Two of the three courses he took from Fleming-May were Information Sciences 533 Humanities and Social Sciences Sources, Services, and Scholarship, and 558 Planning and Assessment—the latter of which Blount says he uses almost every day in his current position. These classes prompted him to think about how he could fulfill his desire to promote social justice and peace in ways even beyond archives.

“Everything I planned to do before enrolling into SIS, I’m now able to do it. It’s not in a library, but virtual collection development, archival work, and area studies. SIS just put it all together,”

As he continued to take courses, including a practicum at Knoxville’s Church Street United Methodist Church library that allowed him to create a collection of social justice and peace books, Blount’s interests began to veer from strictly archives. One of his practicums was with the Episcopal Diocese of East Tennessee, working in their archives. That led to a job offer from the diocese, just a few months prior to Blount’s graduation.

Working for the Diocese

While his official title is as diocesan archivist for the Episcopal Diocese of East Tennessee, Blount said he does much more than recording and preserving diocesan documentation. He’s been able to take all of those courses that inspired him in the MSIS program and weave them into the work he is currently doing. In particular, he leads the Becoming Beloved Community initiative set by the national Episcopal Church to combat racism within the church.

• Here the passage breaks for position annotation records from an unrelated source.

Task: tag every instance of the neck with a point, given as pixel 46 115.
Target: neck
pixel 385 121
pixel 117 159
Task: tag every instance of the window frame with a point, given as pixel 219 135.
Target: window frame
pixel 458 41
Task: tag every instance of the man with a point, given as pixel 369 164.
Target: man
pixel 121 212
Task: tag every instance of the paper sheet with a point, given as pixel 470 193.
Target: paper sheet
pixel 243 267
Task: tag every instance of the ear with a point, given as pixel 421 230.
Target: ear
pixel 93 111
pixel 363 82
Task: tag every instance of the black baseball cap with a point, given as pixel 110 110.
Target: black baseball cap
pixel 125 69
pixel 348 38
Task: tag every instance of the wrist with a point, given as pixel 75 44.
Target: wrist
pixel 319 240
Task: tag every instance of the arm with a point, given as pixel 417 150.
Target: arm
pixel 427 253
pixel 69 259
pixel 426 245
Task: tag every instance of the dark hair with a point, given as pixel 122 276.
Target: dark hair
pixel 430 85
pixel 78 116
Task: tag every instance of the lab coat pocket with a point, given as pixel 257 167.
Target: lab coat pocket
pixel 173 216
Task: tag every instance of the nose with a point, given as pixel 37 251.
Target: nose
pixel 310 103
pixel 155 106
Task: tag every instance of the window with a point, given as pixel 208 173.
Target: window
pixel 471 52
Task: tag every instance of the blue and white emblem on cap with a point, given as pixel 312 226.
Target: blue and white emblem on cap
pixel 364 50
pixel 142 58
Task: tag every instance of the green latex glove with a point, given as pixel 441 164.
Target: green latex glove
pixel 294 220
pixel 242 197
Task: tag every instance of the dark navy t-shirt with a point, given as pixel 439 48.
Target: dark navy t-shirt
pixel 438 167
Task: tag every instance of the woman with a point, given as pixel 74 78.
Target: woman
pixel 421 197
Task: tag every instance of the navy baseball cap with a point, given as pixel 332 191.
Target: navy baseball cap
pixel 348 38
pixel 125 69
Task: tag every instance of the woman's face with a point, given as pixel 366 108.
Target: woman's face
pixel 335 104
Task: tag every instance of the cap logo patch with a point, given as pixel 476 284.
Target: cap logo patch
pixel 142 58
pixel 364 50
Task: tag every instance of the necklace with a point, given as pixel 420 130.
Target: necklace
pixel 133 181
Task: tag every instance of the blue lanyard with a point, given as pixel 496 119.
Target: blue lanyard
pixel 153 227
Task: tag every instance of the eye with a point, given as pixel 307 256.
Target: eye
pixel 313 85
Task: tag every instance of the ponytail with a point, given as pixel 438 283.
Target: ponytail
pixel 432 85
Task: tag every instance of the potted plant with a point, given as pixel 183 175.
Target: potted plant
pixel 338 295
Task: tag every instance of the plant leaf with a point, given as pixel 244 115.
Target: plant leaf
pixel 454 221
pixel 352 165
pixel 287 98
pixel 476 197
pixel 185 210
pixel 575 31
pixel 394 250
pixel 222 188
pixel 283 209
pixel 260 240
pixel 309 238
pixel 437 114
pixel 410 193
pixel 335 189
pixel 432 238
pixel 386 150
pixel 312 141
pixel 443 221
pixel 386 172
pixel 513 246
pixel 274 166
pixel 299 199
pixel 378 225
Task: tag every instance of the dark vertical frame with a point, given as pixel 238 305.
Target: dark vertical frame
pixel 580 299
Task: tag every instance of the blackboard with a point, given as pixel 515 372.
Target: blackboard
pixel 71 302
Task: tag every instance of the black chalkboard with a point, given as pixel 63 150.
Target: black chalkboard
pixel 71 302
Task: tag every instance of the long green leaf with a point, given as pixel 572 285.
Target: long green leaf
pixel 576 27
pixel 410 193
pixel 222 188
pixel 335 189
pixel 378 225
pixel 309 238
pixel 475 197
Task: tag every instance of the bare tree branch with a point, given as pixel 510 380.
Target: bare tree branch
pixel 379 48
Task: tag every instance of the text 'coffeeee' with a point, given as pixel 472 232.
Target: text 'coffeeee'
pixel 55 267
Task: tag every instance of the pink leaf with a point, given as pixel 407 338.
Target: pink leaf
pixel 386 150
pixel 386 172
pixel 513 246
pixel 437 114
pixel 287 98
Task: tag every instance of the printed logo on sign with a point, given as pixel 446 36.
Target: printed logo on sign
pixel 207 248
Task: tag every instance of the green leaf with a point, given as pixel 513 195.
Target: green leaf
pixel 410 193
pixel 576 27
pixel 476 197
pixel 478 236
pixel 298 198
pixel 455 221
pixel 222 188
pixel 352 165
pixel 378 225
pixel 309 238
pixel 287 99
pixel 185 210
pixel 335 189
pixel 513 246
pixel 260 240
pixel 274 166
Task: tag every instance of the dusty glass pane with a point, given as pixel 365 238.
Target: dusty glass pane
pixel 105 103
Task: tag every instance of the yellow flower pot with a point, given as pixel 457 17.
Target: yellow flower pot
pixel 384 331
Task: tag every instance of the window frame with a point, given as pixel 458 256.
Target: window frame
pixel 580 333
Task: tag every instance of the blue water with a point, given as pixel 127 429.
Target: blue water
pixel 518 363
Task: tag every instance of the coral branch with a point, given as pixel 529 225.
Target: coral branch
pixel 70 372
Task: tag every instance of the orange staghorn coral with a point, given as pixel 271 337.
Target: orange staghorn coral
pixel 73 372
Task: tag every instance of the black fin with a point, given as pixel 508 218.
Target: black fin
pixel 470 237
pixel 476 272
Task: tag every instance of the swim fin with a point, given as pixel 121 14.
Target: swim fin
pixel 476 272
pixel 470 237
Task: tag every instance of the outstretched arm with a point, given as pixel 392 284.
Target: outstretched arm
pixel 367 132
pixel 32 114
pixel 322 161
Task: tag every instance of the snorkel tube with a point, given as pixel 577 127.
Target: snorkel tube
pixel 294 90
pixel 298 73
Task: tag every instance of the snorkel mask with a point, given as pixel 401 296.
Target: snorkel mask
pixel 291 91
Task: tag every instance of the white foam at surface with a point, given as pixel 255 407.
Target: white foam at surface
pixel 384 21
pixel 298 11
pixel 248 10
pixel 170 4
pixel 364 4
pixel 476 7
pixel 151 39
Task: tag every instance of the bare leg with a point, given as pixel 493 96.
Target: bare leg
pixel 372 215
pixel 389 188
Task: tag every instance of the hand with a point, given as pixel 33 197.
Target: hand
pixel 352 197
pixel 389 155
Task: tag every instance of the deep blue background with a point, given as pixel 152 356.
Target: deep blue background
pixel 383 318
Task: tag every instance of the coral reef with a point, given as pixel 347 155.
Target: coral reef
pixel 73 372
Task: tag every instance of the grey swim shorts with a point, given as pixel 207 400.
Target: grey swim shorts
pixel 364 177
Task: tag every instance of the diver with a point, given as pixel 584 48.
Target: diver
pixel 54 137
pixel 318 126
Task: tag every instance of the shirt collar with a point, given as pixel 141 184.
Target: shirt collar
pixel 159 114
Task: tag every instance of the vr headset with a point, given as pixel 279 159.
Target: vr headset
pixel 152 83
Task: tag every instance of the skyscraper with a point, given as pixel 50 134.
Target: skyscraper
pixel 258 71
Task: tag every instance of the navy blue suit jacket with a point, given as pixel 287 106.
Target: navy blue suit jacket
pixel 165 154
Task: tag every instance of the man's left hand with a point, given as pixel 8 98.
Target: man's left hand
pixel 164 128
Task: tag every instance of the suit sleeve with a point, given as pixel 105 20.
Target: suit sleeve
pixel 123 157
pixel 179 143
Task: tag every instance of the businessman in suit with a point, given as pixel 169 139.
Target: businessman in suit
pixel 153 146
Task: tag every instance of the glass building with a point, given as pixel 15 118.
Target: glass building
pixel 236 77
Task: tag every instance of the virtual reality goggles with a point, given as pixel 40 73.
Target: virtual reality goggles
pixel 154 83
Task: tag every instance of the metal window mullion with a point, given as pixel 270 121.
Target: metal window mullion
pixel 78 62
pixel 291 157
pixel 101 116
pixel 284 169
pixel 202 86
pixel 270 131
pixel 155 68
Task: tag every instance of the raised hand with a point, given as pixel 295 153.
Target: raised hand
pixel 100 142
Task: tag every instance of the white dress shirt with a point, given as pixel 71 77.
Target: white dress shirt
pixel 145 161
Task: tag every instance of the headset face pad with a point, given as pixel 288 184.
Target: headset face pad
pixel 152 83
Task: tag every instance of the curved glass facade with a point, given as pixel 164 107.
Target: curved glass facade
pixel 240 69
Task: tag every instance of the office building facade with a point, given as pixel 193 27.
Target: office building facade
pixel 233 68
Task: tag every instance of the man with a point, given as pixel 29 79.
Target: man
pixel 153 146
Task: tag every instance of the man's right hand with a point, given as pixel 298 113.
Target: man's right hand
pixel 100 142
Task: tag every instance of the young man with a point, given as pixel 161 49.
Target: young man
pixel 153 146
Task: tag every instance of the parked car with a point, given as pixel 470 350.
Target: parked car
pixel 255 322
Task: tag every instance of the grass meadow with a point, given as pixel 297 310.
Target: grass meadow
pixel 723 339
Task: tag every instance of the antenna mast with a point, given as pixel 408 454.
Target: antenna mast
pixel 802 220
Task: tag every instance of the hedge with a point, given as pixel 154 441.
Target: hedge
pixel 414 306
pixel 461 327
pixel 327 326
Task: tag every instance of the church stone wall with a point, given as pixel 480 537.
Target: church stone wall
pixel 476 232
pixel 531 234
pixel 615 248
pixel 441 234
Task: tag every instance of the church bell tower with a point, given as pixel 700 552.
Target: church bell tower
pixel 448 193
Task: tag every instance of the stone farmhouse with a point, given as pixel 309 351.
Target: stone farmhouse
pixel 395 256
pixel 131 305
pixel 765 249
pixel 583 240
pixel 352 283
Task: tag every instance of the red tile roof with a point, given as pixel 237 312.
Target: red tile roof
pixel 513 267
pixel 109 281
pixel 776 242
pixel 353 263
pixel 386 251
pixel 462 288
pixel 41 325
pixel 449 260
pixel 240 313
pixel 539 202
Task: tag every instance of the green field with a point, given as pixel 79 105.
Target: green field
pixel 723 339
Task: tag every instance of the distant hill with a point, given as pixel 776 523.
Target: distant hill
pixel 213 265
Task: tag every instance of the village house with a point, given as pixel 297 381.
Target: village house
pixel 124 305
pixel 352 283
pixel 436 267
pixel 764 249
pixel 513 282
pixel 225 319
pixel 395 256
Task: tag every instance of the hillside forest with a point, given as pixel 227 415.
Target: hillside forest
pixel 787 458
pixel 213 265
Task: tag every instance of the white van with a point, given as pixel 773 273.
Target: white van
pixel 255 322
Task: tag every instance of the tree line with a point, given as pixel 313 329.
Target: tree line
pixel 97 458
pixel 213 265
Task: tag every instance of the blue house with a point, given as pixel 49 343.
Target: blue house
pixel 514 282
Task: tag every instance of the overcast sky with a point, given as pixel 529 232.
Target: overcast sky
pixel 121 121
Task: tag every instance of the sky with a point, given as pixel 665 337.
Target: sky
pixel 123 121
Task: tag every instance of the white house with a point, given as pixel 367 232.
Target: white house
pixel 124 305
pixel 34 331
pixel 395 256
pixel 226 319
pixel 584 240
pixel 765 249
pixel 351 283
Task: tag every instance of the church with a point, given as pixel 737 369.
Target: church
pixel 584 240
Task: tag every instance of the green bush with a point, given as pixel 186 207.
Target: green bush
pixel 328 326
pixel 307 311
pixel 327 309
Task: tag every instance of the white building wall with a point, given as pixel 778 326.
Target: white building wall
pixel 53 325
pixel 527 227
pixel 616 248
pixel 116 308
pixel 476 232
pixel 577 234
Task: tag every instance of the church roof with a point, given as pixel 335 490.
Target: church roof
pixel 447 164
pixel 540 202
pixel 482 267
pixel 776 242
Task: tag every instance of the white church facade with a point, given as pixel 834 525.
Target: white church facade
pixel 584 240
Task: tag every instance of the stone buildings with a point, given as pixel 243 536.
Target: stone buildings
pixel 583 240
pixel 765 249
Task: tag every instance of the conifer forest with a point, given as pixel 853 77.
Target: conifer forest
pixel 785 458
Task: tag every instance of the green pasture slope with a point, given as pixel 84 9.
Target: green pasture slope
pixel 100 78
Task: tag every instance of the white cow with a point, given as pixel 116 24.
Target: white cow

“What I proposed to do when I came on board was to not just address anti-racism, which is so needed, but I also wanted to address awareness of xenophobia, misogyny. I wanted to find ways to make members of the LGBTQ and non-binary communities welcome in the church. So, I have cast a wider net with social justice and peace, and I love it here because I’ve been allowed to do so,” Blount said.

To do this, he’s called upon many of the skills he learned in the MSIS program. He’s curated resources on social justice and peace and disseminated those through the church’s podcast. He interviews storytellers and is planning to facilitate a lecture series wherein scholars speak about social justice and peace issues, which are then presented in a hybrid form so people can attend in-person and virtually.

Next—and this is the part of his proposal that has him the most excited—he created a collection of children’s books on the topics of anti-racism and social justice to supplement children’s religious education in the church. He plans on driving all over the East Tennessee area to promote what he’s calling “a good old-fashioned story hour.”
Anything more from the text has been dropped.